Avec Yassine Sakkam, tous deux en uniforme jaune des détenus, un bouc taillé de près recouvrant leurs mentons, il a indiqué avoir rejoint l'EI après avoir été convaincu par la propagande ou des proches. Une fois sur place, ont-ils tous deux assuré, ils ont déchanté.
"Alcool et cocaïne"
Yassine Sakkam a affirmé au juge en arabe marocain, le pays d'origine de ses parents: "en France, je ne m'intéressais à rien, ni à la Palestine, ni à l'Irak, ni à la guerre. Je pensais seulement à gagner de l'argent".
"Entre deux verres (d'alcool) et de la cocaïne, j'ai appelé mon frère (qui se trouvait déjà en Syrie, NDLR) et je lui ai dit: +je viens te voir+", a poursuivi celui qui se faisait appeler Abou Salmane al-Faranssi au sein de l'EI.
Là, son aîné l'a convaincu "en 13 jours" puis lui a remis "une Kalachnikov". "Je suis parti au combat, le coeur battant", a encore dit cet ancien employé de sécurité originaire de Lunel (sud), comme une vingtaine d'autres Français de l'EI.
Quand le juge lui a demandé où se trouvait son frère Karim, il a répondu: "il s'est fait exploser à la frontière irakienne".

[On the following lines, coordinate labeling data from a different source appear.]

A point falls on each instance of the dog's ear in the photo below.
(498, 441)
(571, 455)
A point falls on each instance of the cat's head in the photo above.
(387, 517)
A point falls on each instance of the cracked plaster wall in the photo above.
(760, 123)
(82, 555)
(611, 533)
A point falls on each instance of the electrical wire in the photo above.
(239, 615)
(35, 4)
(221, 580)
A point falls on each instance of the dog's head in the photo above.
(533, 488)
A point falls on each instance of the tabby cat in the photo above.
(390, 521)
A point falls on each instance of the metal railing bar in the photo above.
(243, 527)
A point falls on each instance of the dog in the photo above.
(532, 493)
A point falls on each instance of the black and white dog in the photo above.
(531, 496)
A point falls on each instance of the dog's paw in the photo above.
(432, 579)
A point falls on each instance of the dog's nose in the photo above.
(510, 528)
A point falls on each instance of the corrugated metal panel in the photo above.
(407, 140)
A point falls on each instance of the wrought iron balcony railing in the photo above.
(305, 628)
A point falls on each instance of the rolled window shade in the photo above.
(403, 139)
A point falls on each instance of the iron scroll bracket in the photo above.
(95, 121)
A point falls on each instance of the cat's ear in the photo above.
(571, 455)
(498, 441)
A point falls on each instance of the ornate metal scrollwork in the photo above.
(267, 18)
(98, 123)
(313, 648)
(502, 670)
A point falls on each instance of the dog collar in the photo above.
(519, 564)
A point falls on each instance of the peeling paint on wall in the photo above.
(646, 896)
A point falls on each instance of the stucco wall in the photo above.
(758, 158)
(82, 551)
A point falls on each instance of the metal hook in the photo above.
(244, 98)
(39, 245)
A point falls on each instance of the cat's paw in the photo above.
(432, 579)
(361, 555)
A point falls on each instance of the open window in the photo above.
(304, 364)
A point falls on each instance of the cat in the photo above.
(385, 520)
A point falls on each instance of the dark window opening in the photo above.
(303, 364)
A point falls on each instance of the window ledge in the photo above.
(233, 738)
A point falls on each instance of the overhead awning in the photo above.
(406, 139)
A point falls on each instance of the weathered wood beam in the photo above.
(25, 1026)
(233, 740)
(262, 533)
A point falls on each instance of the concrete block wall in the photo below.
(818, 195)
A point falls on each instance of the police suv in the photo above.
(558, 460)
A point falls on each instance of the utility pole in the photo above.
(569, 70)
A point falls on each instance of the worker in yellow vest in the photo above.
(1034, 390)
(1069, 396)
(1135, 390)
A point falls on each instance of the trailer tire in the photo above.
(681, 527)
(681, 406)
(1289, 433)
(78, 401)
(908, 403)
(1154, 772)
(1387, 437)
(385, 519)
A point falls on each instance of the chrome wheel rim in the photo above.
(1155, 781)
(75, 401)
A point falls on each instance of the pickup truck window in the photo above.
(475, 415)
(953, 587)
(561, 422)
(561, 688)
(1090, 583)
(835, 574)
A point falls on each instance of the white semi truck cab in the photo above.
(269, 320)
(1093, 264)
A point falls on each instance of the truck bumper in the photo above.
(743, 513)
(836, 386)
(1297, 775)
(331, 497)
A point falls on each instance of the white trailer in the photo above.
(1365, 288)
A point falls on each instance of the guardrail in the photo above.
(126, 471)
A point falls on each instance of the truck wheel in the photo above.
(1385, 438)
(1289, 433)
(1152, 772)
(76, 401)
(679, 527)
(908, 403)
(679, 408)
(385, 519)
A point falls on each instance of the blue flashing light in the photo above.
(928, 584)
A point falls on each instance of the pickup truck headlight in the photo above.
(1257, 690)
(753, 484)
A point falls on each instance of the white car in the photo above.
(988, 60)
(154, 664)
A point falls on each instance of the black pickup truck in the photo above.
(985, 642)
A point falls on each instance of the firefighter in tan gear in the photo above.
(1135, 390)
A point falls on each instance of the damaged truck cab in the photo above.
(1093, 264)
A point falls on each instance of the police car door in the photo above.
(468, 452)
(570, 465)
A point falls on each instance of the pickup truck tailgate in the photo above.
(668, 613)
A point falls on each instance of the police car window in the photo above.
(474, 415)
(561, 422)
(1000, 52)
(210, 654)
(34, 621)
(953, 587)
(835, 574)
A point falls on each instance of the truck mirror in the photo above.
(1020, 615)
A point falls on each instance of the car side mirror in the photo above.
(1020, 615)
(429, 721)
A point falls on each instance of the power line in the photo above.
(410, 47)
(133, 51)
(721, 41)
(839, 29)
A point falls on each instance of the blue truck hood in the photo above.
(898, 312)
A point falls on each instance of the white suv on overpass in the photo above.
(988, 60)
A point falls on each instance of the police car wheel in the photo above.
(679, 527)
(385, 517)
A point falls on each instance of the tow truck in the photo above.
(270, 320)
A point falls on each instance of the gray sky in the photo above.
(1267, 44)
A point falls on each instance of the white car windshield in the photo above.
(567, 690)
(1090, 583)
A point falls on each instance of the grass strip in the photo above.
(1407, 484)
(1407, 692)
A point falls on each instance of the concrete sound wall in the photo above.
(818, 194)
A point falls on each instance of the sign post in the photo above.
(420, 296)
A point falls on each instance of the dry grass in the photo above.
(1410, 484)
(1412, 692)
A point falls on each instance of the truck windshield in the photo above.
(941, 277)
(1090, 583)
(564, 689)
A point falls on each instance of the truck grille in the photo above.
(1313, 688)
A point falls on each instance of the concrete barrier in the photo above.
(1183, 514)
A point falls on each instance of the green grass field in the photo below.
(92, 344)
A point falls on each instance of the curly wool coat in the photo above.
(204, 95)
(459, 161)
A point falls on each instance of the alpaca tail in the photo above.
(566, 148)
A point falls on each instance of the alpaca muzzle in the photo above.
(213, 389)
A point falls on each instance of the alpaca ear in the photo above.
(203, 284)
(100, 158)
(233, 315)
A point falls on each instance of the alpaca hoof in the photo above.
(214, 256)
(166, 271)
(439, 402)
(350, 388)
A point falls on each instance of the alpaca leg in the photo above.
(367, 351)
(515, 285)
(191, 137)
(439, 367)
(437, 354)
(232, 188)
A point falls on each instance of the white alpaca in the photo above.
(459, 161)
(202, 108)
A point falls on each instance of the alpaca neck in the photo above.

Yassine Sakkam s'est dit "innocent et victime", contrairement à Mohammed Berriri qui a plaidé "coupable" et a dit "regretter d'avoir rejoint l'EI", où il a été pendant trois ans "garde-frontière" du "califat".
"Je suis parti en Syrie car j'étais énervé et je pensais que l'EI défendait les plus faibles. Aujourd'hui, j'ai vu la vérité sur l'EI et je n'ai plus rien à voir avec cette organisation", a-t-il affirmé.
Procès équitables?
Les sept Français déjà condamnés -Brahim Nejara, Karam El Harchaoui, Kévin Gonot, Léonard Lopez, Salim Machou, Mustapha Merzoughi et Yassine Sakkam- ainsi que le Tunisien ont un mois pour faire appel.
Ces nouveaux verdicts relance le débat sur l'épineuse question des jihadistes étrangers, dont le retour dans leur pays d'origine suscite un vif rejet dans l'opinion publique en Europe.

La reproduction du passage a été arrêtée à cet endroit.